In this chapter we consider our first learning methods for estimating value functions and discovering optimal policies. Unlike the previous chapter, here we do not assume complete knowledge of the environment. Monte Carlo methods require only experience—sample sequences of states, actions, and rewards from actual or simulated interaction with an environment. Learning from actual experience is striking because it requires no prior knowledge of the environment’s dynamics, yet can still attain optimal behavior.
Recall that the value of a state is the expected return—expected cumulative future discounted reward—starting from that state. An obvious way to estimate it from experience, then, is simply to average the returns observed after visits to that state. As more returns are observed, the average should converge to the expected value. This idea underlies all Monte Carlo methods. This is very much like the bandit methods we explored in Chapter 2. The main difference is that now there are multiple states, each acting like a different bandit problem (like an associative-search or contextual bandit) and the different bandit problems are interrelated. That is, the return after taking an action in one state depends on the actions taken in later states in the same episode.
The first-visit MC method estimates $v_\pi(s)$ as the average of the returns following first visits to $s$, whereas the every-visit MC method averages the returns following all visits to $s$. These two Monte Carlo (MC) methods are very similar but have slightly different theoretical properties. First-visit MC is shown in procedural form in the box. Every-visit MC would be the same except without the check for $S_t$ having occurred earlier in the episode.
Both first-visit MC and every-visit MC converge to $v_\pi(s)$ as the number of visits to $s$ goes to infinity. The use of Monte Carlo methods is best illustrated through an example.
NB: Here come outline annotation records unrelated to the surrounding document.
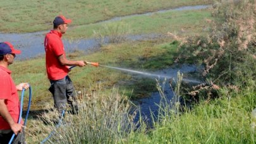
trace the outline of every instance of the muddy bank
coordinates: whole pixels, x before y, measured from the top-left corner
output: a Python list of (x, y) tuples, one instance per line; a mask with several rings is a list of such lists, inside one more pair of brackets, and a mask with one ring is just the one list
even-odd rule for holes
[[(169, 11), (184, 11), (193, 9), (202, 9), (209, 7), (210, 5), (199, 5), (192, 6), (183, 6), (170, 9), (159, 10), (155, 12), (150, 12), (142, 14), (136, 14), (128, 16), (119, 16), (110, 20), (99, 21), (99, 23), (107, 23), (113, 21), (121, 20), (132, 16), (140, 15), (151, 15), (155, 13), (166, 13)], [(79, 26), (78, 26), (79, 27)], [(18, 59), (28, 59), (36, 57), (44, 54), (44, 36), (49, 31), (37, 32), (27, 33), (0, 33), (0, 42), (9, 41), (15, 47), (22, 51), (22, 54), (18, 56)], [(127, 40), (140, 40), (150, 39), (157, 39), (159, 35), (155, 33), (147, 35), (137, 35), (126, 36)], [(87, 39), (78, 40), (63, 40), (65, 49), (67, 52), (71, 52), (75, 50), (81, 51), (95, 51), (101, 47), (101, 44), (110, 43), (109, 37), (106, 37), (102, 42), (97, 40), (97, 39)]]

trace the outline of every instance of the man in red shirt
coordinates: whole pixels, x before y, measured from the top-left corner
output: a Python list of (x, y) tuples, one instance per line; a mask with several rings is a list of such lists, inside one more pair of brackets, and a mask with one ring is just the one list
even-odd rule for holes
[(70, 66), (85, 66), (83, 61), (70, 61), (66, 58), (62, 35), (68, 29), (71, 20), (58, 16), (53, 21), (53, 30), (46, 34), (44, 39), (46, 71), (51, 82), (49, 91), (52, 93), (54, 107), (61, 111), (68, 102), (72, 112), (76, 113), (78, 108), (75, 96), (75, 88), (68, 75)]
[(8, 69), (15, 54), (20, 52), (8, 42), (0, 43), (0, 143), (8, 143), (13, 133), (16, 135), (15, 143), (25, 142), (23, 121), (17, 123), (20, 109), (17, 90), (27, 89), (29, 85), (22, 83), (15, 86)]

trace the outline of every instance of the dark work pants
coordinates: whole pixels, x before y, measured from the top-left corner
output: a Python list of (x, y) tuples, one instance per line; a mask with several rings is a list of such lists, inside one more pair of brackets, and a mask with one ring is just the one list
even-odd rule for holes
[[(1, 131), (0, 133), (0, 144), (8, 144), (9, 143), (9, 140), (13, 136), (13, 132), (9, 130), (4, 130), (5, 131), (9, 132), (3, 132)], [(23, 144), (25, 143), (25, 131), (24, 129), (22, 129), (22, 133), (19, 133), (17, 135), (16, 135), (13, 140), (12, 143), (14, 144)]]
[(77, 112), (77, 99), (75, 95), (75, 88), (70, 76), (59, 80), (51, 80), (49, 90), (52, 93), (54, 100), (54, 107), (61, 112), (68, 103), (71, 107), (73, 112)]

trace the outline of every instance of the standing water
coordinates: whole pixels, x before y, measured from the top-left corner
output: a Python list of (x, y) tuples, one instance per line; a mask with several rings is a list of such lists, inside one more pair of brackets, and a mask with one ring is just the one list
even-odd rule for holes
[[(129, 18), (132, 16), (137, 16), (141, 15), (151, 15), (157, 13), (165, 13), (169, 11), (183, 11), (183, 10), (193, 10), (202, 9), (209, 7), (209, 5), (199, 5), (192, 6), (182, 6), (176, 8), (169, 9), (160, 10), (154, 12), (149, 12), (142, 14), (135, 14), (128, 16), (115, 17), (112, 19), (102, 21), (98, 23), (108, 23), (113, 21), (121, 20), (125, 18)], [(79, 27), (79, 26), (78, 26)], [(0, 42), (9, 41), (13, 44), (15, 47), (20, 49), (22, 51), (22, 54), (18, 56), (16, 59), (25, 59), (32, 57), (35, 57), (44, 54), (44, 40), (46, 33), (48, 31), (37, 32), (33, 33), (0, 33)], [(127, 40), (147, 40), (150, 39), (158, 38), (157, 34), (147, 34), (147, 35), (128, 35)], [(76, 40), (63, 40), (64, 45), (66, 52), (72, 52), (75, 49), (79, 50), (95, 50), (100, 47), (100, 43), (97, 39), (80, 39)], [(104, 44), (109, 43), (109, 38), (106, 37), (104, 40)]]
[[(188, 73), (198, 72), (202, 68), (202, 67), (198, 67), (194, 65), (183, 65), (181, 68), (169, 68), (162, 69), (159, 71), (155, 71), (154, 73), (147, 73), (118, 67), (104, 65), (99, 66), (121, 70), (133, 75), (137, 74), (139, 75), (142, 75), (144, 76), (147, 76), (149, 78), (155, 78), (162, 81), (164, 81), (164, 80), (173, 80), (174, 81), (176, 81), (176, 78), (178, 76), (177, 73), (178, 71), (180, 71), (181, 73), (186, 74)], [(186, 83), (190, 83), (192, 85), (198, 85), (203, 83), (197, 80), (186, 78), (184, 76), (182, 79), (182, 81)], [(171, 104), (173, 102), (173, 98), (174, 96), (174, 93), (173, 91), (173, 88), (169, 85), (168, 85), (169, 84), (169, 83), (167, 83), (167, 84), (166, 84), (166, 83), (159, 84), (162, 89), (164, 90), (163, 92), (164, 93), (166, 102), (169, 102), (169, 103)], [(140, 99), (138, 100), (134, 100), (133, 103), (137, 105), (138, 109), (141, 112), (140, 114), (139, 114), (139, 112), (137, 114), (134, 119), (134, 122), (137, 123), (140, 121), (140, 118), (142, 118), (144, 122), (146, 122), (149, 124), (149, 126), (152, 126), (152, 117), (155, 119), (157, 118), (158, 110), (159, 109), (158, 105), (160, 105), (161, 101), (161, 96), (160, 95), (159, 92), (152, 92), (150, 95), (149, 95), (149, 97), (147, 97), (147, 98)], [(152, 114), (154, 115), (153, 117)]]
Exercise 5.1 Consider the diagrams on the right in Figure 5.1. Why does the estimated value function jump up for the last two rows in the rear? Why does it drop off for the whole last row on the left? Why are the frontmost values higher in the upper diagrams than in the lower?
Exercise 5.2 Suppose every-visit MC was used instead of first-visit MC on the blackjack task. Would you expect the results to be very different? Why or why not?
An important fact about Monte Carlo methods is that the estimates for each state are independent. The estimate for one state does not build upon the estimate of any other state, as is the case in DP. In other words, Monte Carlo methods do not bootstrap as we defined it in the previous chapter.
In particular, note that the computational expense of estimating the value of a single state is independent of the number of states. This can make Monte Carlo methods particularly attractive when one requires the value of only one or a subset of states. One can generate many sample episodes starting from the states of interest, averaging returns from only these states, ignoring all others.